In this example, the APIFacade class provides two methods that encapsulate two different API endpoints: searchForItems() and getItemDetails(). These methods take care of setting up the necessary parameters and making the API request, and return the results in a simplified form.

The client code that needs to interact with the API can now simply create an instance of the APIFacade class and call the appropriate methods, without having to worry about the implementation details of the API or the boilerplate code required to set it up.

By using the Facade pattern in this way, you can simplify the complexity of a large system and make it easier to work with and maintain over time.

Observer

The Observer pattern is a behavioral design pattern that allows an object to notify a set of interested observers when its internal state changes. This pattern defines a one-to-many relationship between objects, where changes to one object are automatically communicated to all its dependent observers.

In the context of iOS development, the Observer pattern can be used to simplify communication between different parts of an application and to reduce dependencies between them.
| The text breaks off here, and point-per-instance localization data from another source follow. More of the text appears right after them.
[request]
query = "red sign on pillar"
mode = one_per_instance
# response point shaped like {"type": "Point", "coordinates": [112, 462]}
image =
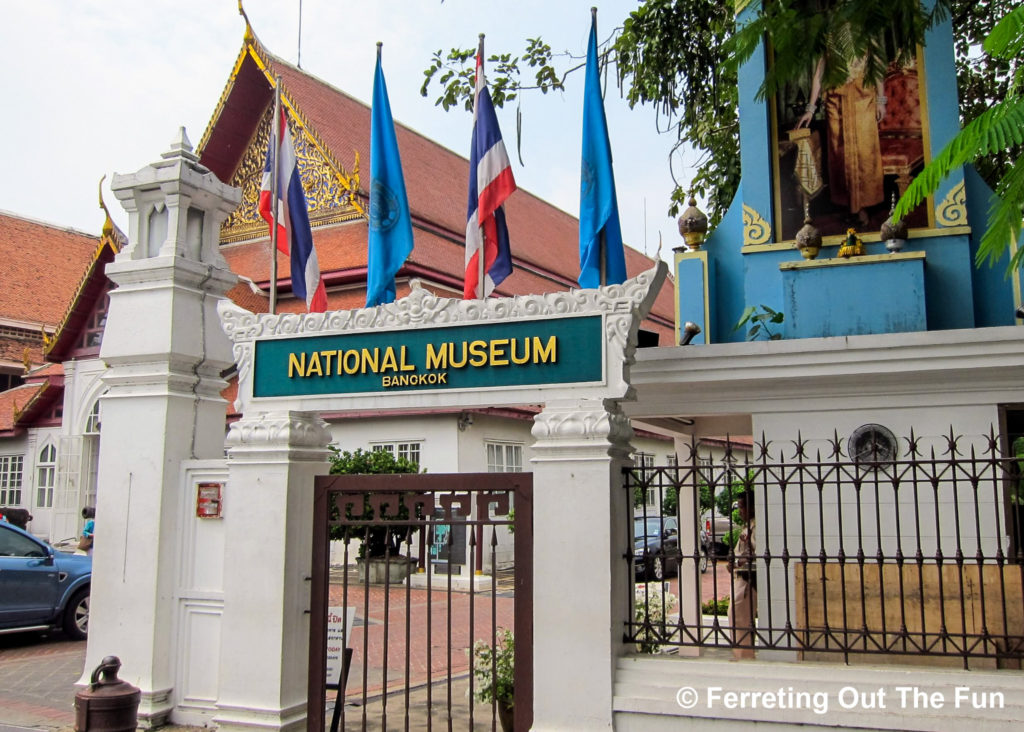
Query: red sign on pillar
{"type": "Point", "coordinates": [208, 500]}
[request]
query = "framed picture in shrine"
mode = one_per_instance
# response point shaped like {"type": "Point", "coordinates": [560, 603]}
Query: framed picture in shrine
{"type": "Point", "coordinates": [843, 154]}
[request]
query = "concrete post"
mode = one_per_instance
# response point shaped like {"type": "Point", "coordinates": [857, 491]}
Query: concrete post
{"type": "Point", "coordinates": [264, 653]}
{"type": "Point", "coordinates": [581, 599]}
{"type": "Point", "coordinates": [165, 350]}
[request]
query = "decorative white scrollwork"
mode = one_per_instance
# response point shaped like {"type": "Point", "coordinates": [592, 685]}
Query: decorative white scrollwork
{"type": "Point", "coordinates": [421, 307]}
{"type": "Point", "coordinates": [291, 429]}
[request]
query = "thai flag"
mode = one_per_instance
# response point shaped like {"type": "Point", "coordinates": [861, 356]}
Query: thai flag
{"type": "Point", "coordinates": [491, 182]}
{"type": "Point", "coordinates": [294, 235]}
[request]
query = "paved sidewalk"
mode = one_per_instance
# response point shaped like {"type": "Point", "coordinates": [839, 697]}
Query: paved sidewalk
{"type": "Point", "coordinates": [37, 682]}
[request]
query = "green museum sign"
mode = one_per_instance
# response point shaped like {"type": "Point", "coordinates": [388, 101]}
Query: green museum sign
{"type": "Point", "coordinates": [560, 350]}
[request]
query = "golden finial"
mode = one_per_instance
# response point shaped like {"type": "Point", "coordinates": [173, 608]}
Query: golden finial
{"type": "Point", "coordinates": [250, 36]}
{"type": "Point", "coordinates": [352, 187]}
{"type": "Point", "coordinates": [109, 223]}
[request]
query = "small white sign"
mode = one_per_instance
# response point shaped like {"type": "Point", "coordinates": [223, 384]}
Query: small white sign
{"type": "Point", "coordinates": [339, 620]}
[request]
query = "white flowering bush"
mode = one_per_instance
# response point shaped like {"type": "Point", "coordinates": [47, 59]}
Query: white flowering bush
{"type": "Point", "coordinates": [652, 604]}
{"type": "Point", "coordinates": [494, 669]}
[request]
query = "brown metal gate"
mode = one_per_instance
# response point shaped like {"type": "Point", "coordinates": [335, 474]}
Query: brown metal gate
{"type": "Point", "coordinates": [408, 660]}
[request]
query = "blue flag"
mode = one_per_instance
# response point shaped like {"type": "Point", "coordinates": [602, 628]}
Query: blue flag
{"type": "Point", "coordinates": [599, 230]}
{"type": "Point", "coordinates": [390, 239]}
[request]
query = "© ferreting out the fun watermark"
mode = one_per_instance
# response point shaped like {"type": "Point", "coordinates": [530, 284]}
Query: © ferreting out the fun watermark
{"type": "Point", "coordinates": [848, 697]}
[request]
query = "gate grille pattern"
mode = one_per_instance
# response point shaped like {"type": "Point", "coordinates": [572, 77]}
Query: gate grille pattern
{"type": "Point", "coordinates": [916, 556]}
{"type": "Point", "coordinates": [411, 666]}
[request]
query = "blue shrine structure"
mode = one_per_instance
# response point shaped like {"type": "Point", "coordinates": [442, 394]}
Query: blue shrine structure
{"type": "Point", "coordinates": [842, 169]}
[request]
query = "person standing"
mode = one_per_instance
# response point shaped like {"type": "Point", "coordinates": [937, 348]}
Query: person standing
{"type": "Point", "coordinates": [743, 606]}
{"type": "Point", "coordinates": [852, 115]}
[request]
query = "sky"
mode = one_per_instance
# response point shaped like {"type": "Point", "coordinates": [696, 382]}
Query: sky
{"type": "Point", "coordinates": [97, 87]}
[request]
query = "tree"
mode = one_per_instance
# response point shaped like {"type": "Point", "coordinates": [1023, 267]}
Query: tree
{"type": "Point", "coordinates": [681, 56]}
{"type": "Point", "coordinates": [667, 53]}
{"type": "Point", "coordinates": [989, 137]}
{"type": "Point", "coordinates": [377, 541]}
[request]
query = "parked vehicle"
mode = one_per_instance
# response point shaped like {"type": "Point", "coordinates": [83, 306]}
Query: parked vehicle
{"type": "Point", "coordinates": [655, 546]}
{"type": "Point", "coordinates": [41, 588]}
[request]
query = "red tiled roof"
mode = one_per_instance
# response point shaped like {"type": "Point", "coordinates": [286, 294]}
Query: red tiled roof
{"type": "Point", "coordinates": [42, 267]}
{"type": "Point", "coordinates": [44, 373]}
{"type": "Point", "coordinates": [13, 399]}
{"type": "Point", "coordinates": [12, 348]}
{"type": "Point", "coordinates": [545, 240]}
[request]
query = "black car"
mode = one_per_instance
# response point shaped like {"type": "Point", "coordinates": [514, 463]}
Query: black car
{"type": "Point", "coordinates": [655, 550]}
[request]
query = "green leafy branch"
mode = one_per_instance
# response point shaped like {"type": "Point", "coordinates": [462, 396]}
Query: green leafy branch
{"type": "Point", "coordinates": [761, 317]}
{"type": "Point", "coordinates": [994, 131]}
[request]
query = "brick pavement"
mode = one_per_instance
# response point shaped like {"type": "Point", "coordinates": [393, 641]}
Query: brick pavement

This pattern is especially useful when you have objects that need to be updated or react to changes in the state of another object, such as in user interface elements.

Here’s an example of how the Observer pattern might be used in an iOS app:

Suppose you have a view controller that displays a list of items and allows the user to add, edit, or delete items from the list. You also have a data model object that holds the current list of items, which can be modified by the user or by other parts of the app.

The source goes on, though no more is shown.